= Paedology =

Study of children's behavior and development

Paedology (also spelled pedology or paidology) is the study of children's behavior and development.

The field may be considered distinct from pedagogy, the art or science of teaching, and pediatrics, the field of medicine relating to children. However, pedology is not commonly recognized as a distinct field of study; therefore, many people who could be described as pedologists are instead described as pedagogues, pediatricians, psychologists, etc. A reason for this is because one could make contributions to the field of pedology while also making contributions to other fields. For example, Jean Piaget made contributions to the study of pedology in his theories of the cognitive development of children; however, Piaget has more commonly been recognized as a developmental psychologist.

==Origins of paedology==

The origins of this trend in psychology and pedagogy go back to the end of the 18th century with the separation of a branch of psychology that would form the basis of pedagogy, a pedagogic psychology or "experimental pedagogic psychology", "experimental pedagogy", "experimental education".
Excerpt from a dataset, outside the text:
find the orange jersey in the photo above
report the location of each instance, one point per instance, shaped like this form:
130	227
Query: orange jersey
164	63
G. Stanley Hall (1844–1924) fostered pedology as a separate study, and also became instrumental in the development of modern educational psychology. An American researcher, Oscar Chrisman, proposed the term "pedology" in 1893. At the end of the 19th century, pedology as a comprehensive study of the child came to prominence in Europe as an attempt to create a study of children in the manner of natural sciences. In 1909 Professor Kazimierz Twardowski organized a Pedological Society in Lviv, Austro-Hungary (now Ukraine). In 1910 a similar society was organized in Kraków. In 1911 the first World Congress in Pedology took place in Brussels, Belgium, with attendants from 22 countries.

World War I (1914–1918) effectively put an end to the development of this study in Western Europe.

Since pedology as a branch of science never reached its maturity, there is no common established understanding as to the scope or instruments of pedology.

Bowie State University in Bowie, Maryland became the first university in the United States to offer a bachelor's degree in pedology. A 2014 document from the university refers to "the pedology major (now known as child and adolescent studies)". At many universities in the United States, pedological study is generally classified under the major "child development."

In Russian Empire a prominent developer of the field was Aleksandr Petrovich Nechayev in St. Petersburg, who in 1901 created the laboratory of experimental pedagogical psychology.

== Pedology in the Soviet Union==

Soviet pedology is traditionally thought to be founded by the efforts of Vladimir Bekhterev; in particular, in 1918 he founded the Institute of Pedology as part of psychological institutions united into the Institute for Study of Brain and Psychical Activity.

This science was intensively pursued in 1920s–1930s in the Soviet Union. A journal Pedologiya ("Педология") was issued. Lev Vygotsky and Pavel Blonsky were among its prominent supporters.

While many works of pedologists were of considerable value, the approach was severely criticized for over-enthusiastic but poorly grounded approach of testing for predicting a child's mental development, in addition to estimating its status.

It was officially condemned in 1936 after a special decree of VKP(b) Central Committee "On Pedological Perversions in the System of Narkomproses" on July 4, 1936.